BLBG: Pound Rises on Bets U.K. Will Guarantee Asset-Backed Securities
The pound rose against the euro, dimming the possibility that it will slide to parity with the European currency, on bets the U.K. government will guarantee asset-backed securities to help revive bank lending.
Sterling also gained versus the Japanese yen and the Swiss franc. Guaranteeing asset-backed securities would encourage banks to lend because they can sell the loans as securities, providing a boost to the British economy.
“The most important positive news for sterling has been talk of this government discussion concerning providing a guarantee for asset-backed securities,” said Hans-Guenter Redeker, global head of foreign-exchange strategy at BNP Paribas SA in London. “The target is to bring the retail market for this bond segment back into play.”
The pound rose as much as 2.2 percent, strengthening beyond 94 pence for the first time since Dec. 23. It traded at 93.66 pence per euro at 12:26 p.m. in London, compared with 95.69 on Jan. 2. The pound advanced 1.8 percent to 1.6014 versus the franc and 2.5 percent to 135.53 against the yen. It was little changed at $1.4538.
The pound fell 23 percent against the European currency last year, its biggest decline since the euro came into existence in 1999, as the Bank of England cut rates faster than the European Central Bank and the British economy entered its first recession in 17 years.
Policy makers will probably cut the benchmark interest rate to 1.5 percent on Jan. 8, the lowest level in the bank’s three- century history, according to the median forecast of 50 economists in a Bloomberg News survey.
BOE’s King
Bank of England Governor Mervyn King may follow the Federal Reserve and pursue other ways of pumping money into the British economy, such as expanding the 200 billion pound program that allows banks to swap illiquid securities for government debt, economists said today.
“The balance between moral hazard and doing what’s necessary to get the economy back on track is shifting,” said Nick Kounis, chief European economist at Fortis in Amsterdam and a former U.K. Treasury official.
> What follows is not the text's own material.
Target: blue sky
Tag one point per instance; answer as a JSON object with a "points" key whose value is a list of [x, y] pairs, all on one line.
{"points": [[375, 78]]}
“Euro-sterling could see a significant decline,” said Redeker, who predicts the pound strengthening to 90 pence per euro by the end of March and to 84 pence by year-end.
The euro is poised to decline by 10 percent versus a basket of currencies including the pound, the Norwegian krone and the Swedish krona, Goldman Sachs Group Inc. said.
‘Attractive Valuations’
“Forced euro buying is likely to abate as tension in credit markets becomes less severe,” currency strategists led by Jens Nordvig, New York-based senior global market economist at Goldman Sachs, wrote in a note today. “Investor flows in part driven by attractive valuations are likely to pick up as we enter a new year and as risk taking picks up somewhat from very depressed levels in the fourth quarter of 2008.”
U.K. construction, which accounts for 6 percent of the economy, contracted last month at the fastest pace in more than a decade, according to an index based on a survey of purchasing managers at building companies by London-based Chartered Institute of Purchasing and Supply and Markit.
Government bonds fell, pushing the yield on the 10-year gilt up nine basis points, or 0.09 percentage point, to 3.12 percent. The 5 percent security due in March 2018 declined 0.79, or 7.9 pounds per 1,000 pounds ($1,452) face amount, to 114.85. The two-year gilt yield rose six basis points to 1.83 percent.
Gilts fell as FTSE 100 equities gained for a fifth day. Prime Minister Gordon Brown promised yesterday to create up to 100,000 jobs and renew efforts to spur bank lending as he tries to pull Britain out of its first recession since 1991.